In Brazil my stipend had been raised, and we managed a little better for a while. Things went reasonably, until in the north-east of Brazil I paid a visit to Dom Hélder Câmara, the Archbishop of Recife, who is ‘in quarantine’. He agreed to meet me later that day at the archbishop’s palace. Suddenly, I was summoned to the president of the EMPETUR (the state tourist bureau of Pernambuco) and told my programme was cancelled. ‘Such a person’, he said to a colleague, ‘must not be allowed to visit Dom Hélder. The man has worked a whole year in Czechoslovakia. He has been to the Soviet Union by invitation. He has come from Cuba. He has been to China.’ I hadn’t been to China. I had told a train-enthusiast employee of EMPETUR that once you could go all the way to Peking by train. UNESCO, I murmured. But it was no good. It was the day that the hostages for the kidnapped American ambassador had arrived in Havana and sworn to return to Brazil armed for the struggle. The army had been jumpy all day. ‘The war is against the people,’ explained a poet. Ambassador Elbrick had been kidnapped the day I flew from Rio to Bahía, and when I made my contact in the Afro-Oriental Institute, he said, ‘It’s the CIA. Brazilians could never plan anything like that.’ I began to see what he meant after two weeks, when my promised programme of Afro-Brazilian attractions had not materialised. I ran out of money, waiting. UNESCO, UNESCO, I murmured to EMPETUR. That made matters worse, I was later told by a monk when, being again penniless, I had sought refuge in a monastery. ‘In Latin America,’ he said, ‘UNESCO is highly suspect. The Americans think that there is too much European influence and so restrict its activity. I had two friends who did literary campaign work. They were paid and told to do nothing.’ I was glad to hear that they had been paid. I was having some difficulty. But as a UNESCO Fellow I did have one invitation to eat from a UNESCO expert, a Canadian, and his wife. When the wife heard that we had just been in Cuba, the flesh between her bikini shook and she said, ‘Everybody in the world knows that North America has the best food in the whole world.’ Then she said, ‘
When they start getting their filthy communist literature translated into French and putting it for sale in Canada …’ She tailed off and sighed, ‘How awful it must be not to feel free.’ And as an afterthought and a warning, I thought, to me she said, ‘In UNESCO we just do a job and never meddle in politics. We have no political opinions.’ ‘Of course,’ I said. Then, changing the distasteful subject, she went on to speak of what she felt she lacked in Brazil. ‘I lack bilberries. I lack gooseberries. I lack loganberries.’ ‘But fruit is plentiful.’ ‘Have you tasted the apples?’ she shouted back. We preferred to rely on monks and nuns. Habitless now, radical, they lead dangerous lives. Their hero is Dom Hélder, whom I was prevented from seeing, whose house has been often machine-gunned, and their martyr is the young Padre Henrique, who chose to work among the students of the north-east and was found with bullet holes in his head, the nails broken off his fingers, cord marks round his throat and wrists. His funeral all but provoked a violent confrontation between the military and the radical church. As I was seen off on my way to Brasilia, two nuns listed the terrible diseases prevalent in the north-east and concluded, ‘But the worst disease here is hunger.’
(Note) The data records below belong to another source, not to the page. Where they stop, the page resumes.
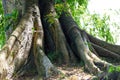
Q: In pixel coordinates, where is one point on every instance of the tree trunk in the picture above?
(39, 34)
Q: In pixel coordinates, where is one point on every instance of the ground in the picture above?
(67, 73)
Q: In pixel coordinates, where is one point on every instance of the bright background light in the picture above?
(111, 8)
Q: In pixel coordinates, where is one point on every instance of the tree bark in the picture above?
(39, 33)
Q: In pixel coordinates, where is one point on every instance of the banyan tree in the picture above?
(40, 32)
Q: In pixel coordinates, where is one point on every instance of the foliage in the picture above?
(97, 26)
(6, 21)
(2, 23)
(93, 23)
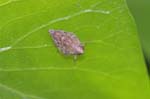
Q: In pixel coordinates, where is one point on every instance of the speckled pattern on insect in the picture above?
(67, 42)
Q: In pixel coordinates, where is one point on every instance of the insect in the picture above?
(67, 43)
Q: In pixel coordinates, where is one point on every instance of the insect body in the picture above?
(67, 43)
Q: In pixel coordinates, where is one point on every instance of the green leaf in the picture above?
(112, 66)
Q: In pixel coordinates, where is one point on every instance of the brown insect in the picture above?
(67, 43)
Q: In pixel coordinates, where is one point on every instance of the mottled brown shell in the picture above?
(67, 42)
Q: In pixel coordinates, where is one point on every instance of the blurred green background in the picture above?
(140, 10)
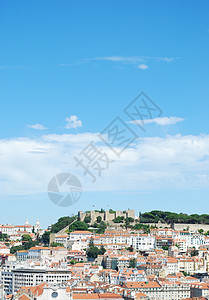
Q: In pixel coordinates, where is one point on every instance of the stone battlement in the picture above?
(106, 216)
In Brasilia my first human contact was with Terezinha, a little girl of five whose family, six in all, were living under the fancy exit ramp of the National Theatre. It met the ground at an angle like a bushman’s windbreak. It had the advantage of being near the bus station, where they could get water, and being near the foyer, where Terezinha could hold her lice-ridden two-year-old sister up to the playgoers, coming out of The Devil Is a Woman, and beg for centavos. Culture. The ‘C’ of my incantation, UNESCO, was the half-open womb I had to huddle into. In UNESCO we do our job and don’t meddle in politics. My job was culture. I looked at the brave new architecture, the flat-topped pyramid of the National Theatre, with Terezinha’s family flopped at the bottom like broken-backed Aztec sacrifices. I looked at the architecture. The CHEs, seven storeys high, that they had in the Plaza de la Revolution in Havana would do even better in Brasilia.